Quel médecin consulter en cas d’incontinence anale ?

Si vous souffrez d’incontinence anale, il ne faut pas hésiter à en parler à votre médecin traitant, gynécologue ou sage-femme qui établira un diagnostic précis. Vous pouvez aussi consulter un proctologue qui effectuera un examen complémentaire. En cas de lésion sphinctérienne majeure, la rééducation anale serait vouée à l’échec et il vous faudra sûrement avoir recours à la chirurgie. il existe des professionnels de santé spécialisés dans la rééducation anale (sage-femme ou kinésithérapeute) et les séances prescrites par votre médecin sont remboursées par la Sécurité sociale.

Comment se passe la rééducation anale après l’accouchement ?
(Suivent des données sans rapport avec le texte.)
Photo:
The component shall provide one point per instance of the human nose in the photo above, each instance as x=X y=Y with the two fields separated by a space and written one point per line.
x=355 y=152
L’anus faisant partie intégrante du périnée, la rééducation de celui-ci sous-entend celle de la fonction de rétention urinaire et anale. Sur une rééducation anale, il va s’agir de muscler plus spécifiquement le périnée postérieur ; il existe pour cela des sondes anales spécifiquement adaptées à une introduction par l’anus. Avec la méthode du biofeedback (rétrocontrôle), à l’aide d’un capteur de pression rectale ou vaginale (on introduit une sonde anale ou vaginale), la patiente apprend progressivement à contracter ses muscles de manière efficace. Elle peut suivre l’intensité de ses contractions sur un écran vidéo relié. L’électrostimulation périnéale postérieure provoquant des contractions rythmées peut être également efficace mais uniquement dans certains cas bien précis. La grande majorité des incontinences anales du post-partum se règlent dans les quelques mois qui suivent. Mais dans toute rééducation périnéale, qu’elle concerne la prévention et/ou la guérison de l’incontinence urinaire ou anale, ce qui compte avant tout c’est la motivation de la patiente. Au-delà des séances effectuées en cabinet, les résultats seront nettement plus encourageants si la personne concernée est assidue et qu’elle poursuit les exercices toute seule chez elle.